O computador-polvo da Receita de Mauá
Elio Gaspari
O GLOBO 08/09/10
Se todas as instituições funcionarem na velocidade habitual, a quebra do sigilo fiscal do tucanato poderá chegar à primeira condenação (pífia) em 2015, pois esse é o balanço do mensalão de 2005. Ou não irá a lugar algum, como o episódio dos aloprados de 2006. Mesmo com o vigor e a celeridade das instituições americanas, o caso Watergate, ocorrido durante a campanha presidencial de 1972, custou o mandato a Richard Nixon dois anos depois, por ter atrapalhado a investigação.
Só em 1974 um de seus colaboradores foi para trás das grades.
A imprensa expôs o crime, mas a quadrilha foi detonada por um juiz rápido e pelos procuradores, socorridos por 43 jovens advogados, entre eles Hillary Rodham, mais tarde, senhora Clinton.
No dia 30 de setembro do ano passado, com uma procuração falsa, o contador Antonio Carlos Atella obteve na Delegacia da Receita de Santo André cópias das declarações de imposto de renda de Veronica Serra de 2008 e 2009. Descoberto o ilícito, informou que jamais pertenceu a qualquer partido: "Tenho nojo de política." Mentira: era filiado ao PT (de Mauá) desde 20 de outubro de 2003. Segundo uma nota divulgada pelo presidente do PT paulista, Edinho Silva, a filiação de Atella jamais se consumou, porque seu nome fora grafado como "Atelka".
Falso.
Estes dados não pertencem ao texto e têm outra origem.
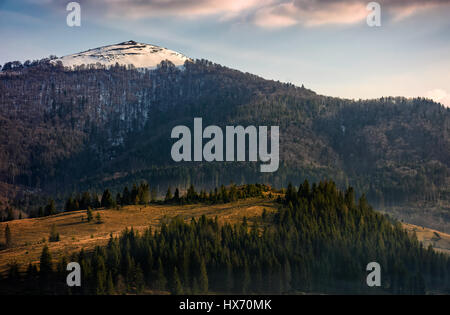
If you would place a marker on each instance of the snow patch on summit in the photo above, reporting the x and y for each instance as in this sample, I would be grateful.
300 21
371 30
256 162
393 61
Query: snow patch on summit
127 53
Com a grafia correta, sua filiação foi registrada na 217ª Zona Eleitoral. Petista, Atella é irmão de petista e cunhado de petista, de uma família de fundadores do partido no município.
Coisa esquisita, daquelas que o MP gosta: oito dias depois da coleta das declarações de Veronica Serra, ocorreu um novo ataque aos seus dados, bem como às contas de cinco grão tucanos e um parente torto de José Serra, na Delegacia de Mauá.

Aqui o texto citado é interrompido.